Page 44 of Broken Promises

“This is awesome, Jo,” Declan says, looking close to tears. “You have no idea what this means to me.”

“Don’t cry! If you cry, I’ll cry and then Mav will cry. It’ll be a whole thing,” Cal says, sniffling.

Declan chuckles and turns to me. He’s smiling again, and it’s not forced to make me feel better this time.

“So, can I approve this and get the venues booked?” Jon asks, looking confused at why everyone is being emotional right now. We all give our agreement.

“Your turn, Dad,” Harlow says to Harrison.

“I’ve been trying to figure out where all of Wolfe’s money is coming from.” Harrison glances at Maverick. “Since you told me that your dad claimed he was using old money to fund his campaigns was bullshit, I’ve tried to prove it.”

“You haven’t?” Mav asks, his brows drawing together.

“Not exactly. With the way everything is tied up with authorities right now, it’s been more difficult. But I found something else while I was digging.” Harrison pushes his tablet into the middle of the table so we can all see it. It’s a listing for a cabin on a lake in Maine on a vacation rental website. “I already had Wolfe’s financials from the time Ezra went missing. I gave them to my guy to trace the transactions weeks before the arrest.”

“He rented a cabin?” Harlow asks.

“I did,” Maverick says, his face pale. “I used my dad’s credit card. Ezra and I were going to head there that night.”

“Did your dad know that?” Harlow asks at the same time Harrison says, “Did you share that with Ezra?”

“Ezra knew, yeah. My dad didn’t find out until the bill came the next month.”

“The code to get into the cabin was used once three hours after Ezra was last seen,” Harrison says.

Maverick goes so still and so pale I think he might faint. I quickly reach across the table and grab his hand. “I can see what you’re doing. Stop.”

“I can’t,” he says though a pained whisper. “I should’ve gone there to look for him. I should’ve —”

“Stop, Mav. You can’t live in that headspace. Why would you look for him there? You were supposed to go together,” Belle says.

“When my dad died, I spent months blaming myself, saying that if I had just left school on time instead of stopping to talk to a cute boy, I could’ve been home to call an ambulance. I could’ve saved him.” I squeeze his hand. “But I couldn’t predict a heart attack any more than you could predict Ezra’s actions.” Mav nods and slides back into his seat, releasing my hand.
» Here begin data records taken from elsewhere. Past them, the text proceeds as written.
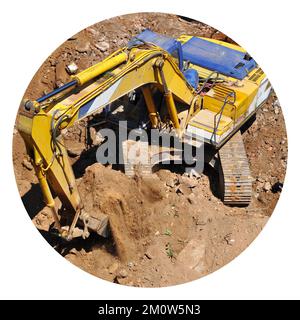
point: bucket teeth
(235, 175)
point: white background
(30, 31)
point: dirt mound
(169, 229)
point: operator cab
(205, 53)
(172, 46)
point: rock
(122, 273)
(61, 75)
(193, 256)
(276, 103)
(92, 31)
(113, 268)
(95, 137)
(277, 187)
(73, 251)
(267, 186)
(276, 110)
(183, 189)
(102, 46)
(73, 153)
(27, 164)
(189, 182)
(229, 240)
(148, 255)
(82, 46)
(191, 198)
(170, 182)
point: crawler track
(235, 175)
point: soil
(169, 228)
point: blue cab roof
(203, 53)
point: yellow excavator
(197, 89)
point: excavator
(195, 88)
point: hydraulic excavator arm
(40, 122)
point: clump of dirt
(167, 229)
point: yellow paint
(151, 106)
(100, 68)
“We think Ezra went to the cabin?” Belle asks, eyes flickering between Mav and Harrison.

“I’m confident he did,” Harrison says. “It’s likely the first place he stopped. It doesn’t give us much in a way of finding him, but it establishes a firmer timeline.”

“So he ran there and then ended up in Green Peak, New Hampshire? Then went to Nashville with Jasper. Do we know anything else?” Harlow asks.

“I have a theory,” Declan says, shocking almost everyone at the table.

“Uh, how much do you know?” Kai asks like he’s nicely trying to tell Declan he doesn’t know what’s going on.

“He knows everything,” I admit. Everyone nods in acceptance and turns their attention to Declan. Everyone except Belle, who is shooting daggers from her eyes at me.

“What’s your theory?” Harlow is waiting with the face she gets when she’s in the middle of investigating something. It’s a mixture of serious and curious wonder.

“It wasn’t Wolfe.” He says it so casually, like that theory doesn’t blow a hole in everything we’ve been thinking so far.

“It has to be my dad,” Maverick argues.

“That’s where the evidence points,” Harrison agrees.

“Then why isn’t Ezra sitting right there?” Declan points to the empty chair next to Maverick.

“The trial hasn’t happened yet. He could be waiting for that. Or maybe he’s worried about how everyone will react. Legally, coming back from the dead is going to suck,” Jo says.

Declan leans forward in his chair, folding his hands and looking at Harlow. He knows she’s the one he needs to convince because once she is, she’ll dig into his theory better than an FBI agent.